Salit and Dibesh led two successful workshops in 2019 in Kathmandu and Brisbane, where they brought together multidisciplinary international experts, including conservation scientists, economists, public health experts and spatial scientists, to discuss collaborative conservation research and actions that cross boundaries and disciplines. The workshops discussed opportunities and challenges for conservation in the Himalayas, highlighting not just biological but also sociopolitical, policy-based, and management data for conservation.
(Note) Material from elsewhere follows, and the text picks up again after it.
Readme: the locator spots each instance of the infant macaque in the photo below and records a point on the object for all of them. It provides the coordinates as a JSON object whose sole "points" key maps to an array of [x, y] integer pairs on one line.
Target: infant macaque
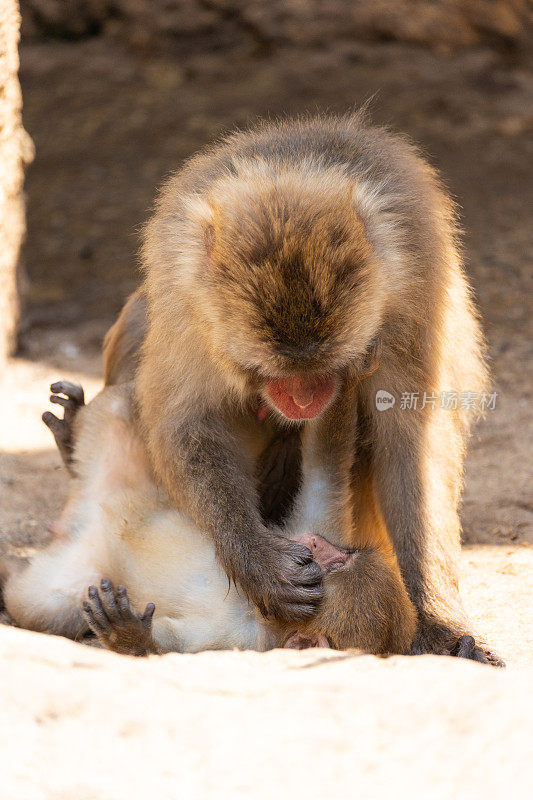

Key opportunities relating conservation to public health, climate change and trans-boundary issues were discussed. The collaborative projects enhance the use of innovative technologies and big data for conservation, discussing how to foster educational and academic prospects for conservation efforts with students and fellows from around the world.

Conservation across boundaries

Key outcomes of this continuing work will include collaborative work between Nepal, India and Australia to bring together academia, NGOs and industry to provide novel approaches to biodiversity conservation across boundaries in the populous and growing regions of the subcontinent.

The project is advancing several joint outcomes with mutual benefits to the partners:

  • Enhanced conservation and research collaboration
  • Exchange of researchers and other experts
  • Training and mentoring of students and early career fellows and researchers
  • Joint publication of scientific papers
  • Future conferences and workshops
  • Technical and information exchange
  • Joint programs in rural areas and villages of the subcontinent
  • Collaboration in conservation across international boundaries in the Himalayas (e.g., India, Nepal, Bhutan, China, Pakistan, Bangladesh)
  • Further avenues for collaborative funding and student exchange between India, Nepal, Australia and other countries
  • A consortium to produce newsletters and magazines
  • Hosting Masters and PhD students and ECRs in India, Nepal and Australia.

Leadership and members of the project also collaborated with the UQ Idea Hub and presented at the joint launch event of UQ’s Social Entrepreneurship program as part of the UQ Ventures program, whereby UQ students will visit colleagues in Nepal and be hosted by Dibesh, a social entrepreneur who delivers technological, environmental, conservation and healthcare platforms in less economically developed countries. 

Photo: The photograph above shows CBCS Deputy Director Salit Kark (centre) with students, fellows and multidisciplinary expert attendees at an international workshop in Kathmandu in April 2019 funded by the UQ Global Strategy and Partnerships Seed Funding Scheme. The workshop discussed opportunities and challenges for conservation in the Himalayas, highlighting biological, ecological and also sociopolitical, policy-based, and management data for conservation, providing an outstanding educational and academic experience for student participants. This collaboration contributed to the launch event of UQ’s first Social Entrepreneurship program with the UQ Idea hub and UQ Ventures program in August 2019.